Registered Democrats turned out in force in Nevada’s largest counties, providing Clinton a critical boost in a state where polling aggregates show the former secretary of state and GOP nominee Donald Trump within a few points of one another.
Over 57,000 votes were cast in populous Clark County, a single-day record that propelled Democrats to a statewide ballot edge on par with results at the same point in 2012, when President Barack Obama won Nevada by nearly 7 points.
Turnout was strong throughout the day, and election officials pledged to keep polling places open as long as there were voters in line.

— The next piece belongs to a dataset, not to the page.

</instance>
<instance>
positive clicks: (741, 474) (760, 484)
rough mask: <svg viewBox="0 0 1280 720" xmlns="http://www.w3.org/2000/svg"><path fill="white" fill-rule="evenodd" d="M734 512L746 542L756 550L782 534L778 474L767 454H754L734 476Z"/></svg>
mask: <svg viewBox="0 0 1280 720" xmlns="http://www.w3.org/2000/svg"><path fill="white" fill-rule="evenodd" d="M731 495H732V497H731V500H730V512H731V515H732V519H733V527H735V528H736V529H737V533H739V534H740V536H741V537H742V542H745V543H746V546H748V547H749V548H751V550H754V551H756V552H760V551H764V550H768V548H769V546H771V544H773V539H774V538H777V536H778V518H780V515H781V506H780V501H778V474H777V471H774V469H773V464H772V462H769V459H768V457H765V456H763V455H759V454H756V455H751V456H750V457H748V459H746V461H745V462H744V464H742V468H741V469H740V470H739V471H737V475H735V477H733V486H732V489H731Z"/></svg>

At 9pm, hundreds were still waiting to vote at a Mexican supermarket in Las Vegas.
“Looks like Trump got his wall after all. A wall of beautiful voters,” wrote Yvanna Cancela of the local Culinary Union, which has played a key role in Democrats’ get-out-the-vote operations this year. That union also represents the workers who recently voted to organize Trump International hotel on the Vegas strip.
Democrats also overtook Republicans in Nevada’s second largest county, surrounding Reno, which has historically been closely contested.
Returns in Nevada and several other states with early voting ― including Florida, Colorado, Georgia and Arizona ― have shown large turnout increases among Latino voters. In Florida, as of Friday, Latino in-person voting was up over 150 percent from the same time in 2012.
Trump has a rally in Reno planned for Saturday evening, though The New York Times reported that “strategists in both parties were somewhat puzzled by the trip” since early voting has already ended.
Winning there may simply be essential for Trump. If Clinton takes Nevada, she could lose all of the other current swing states ― Florida, North Carolina, Ohio, Iowa, Arizona and Georgia ― and still win the presidency, assuming the non-battleground states do not shift.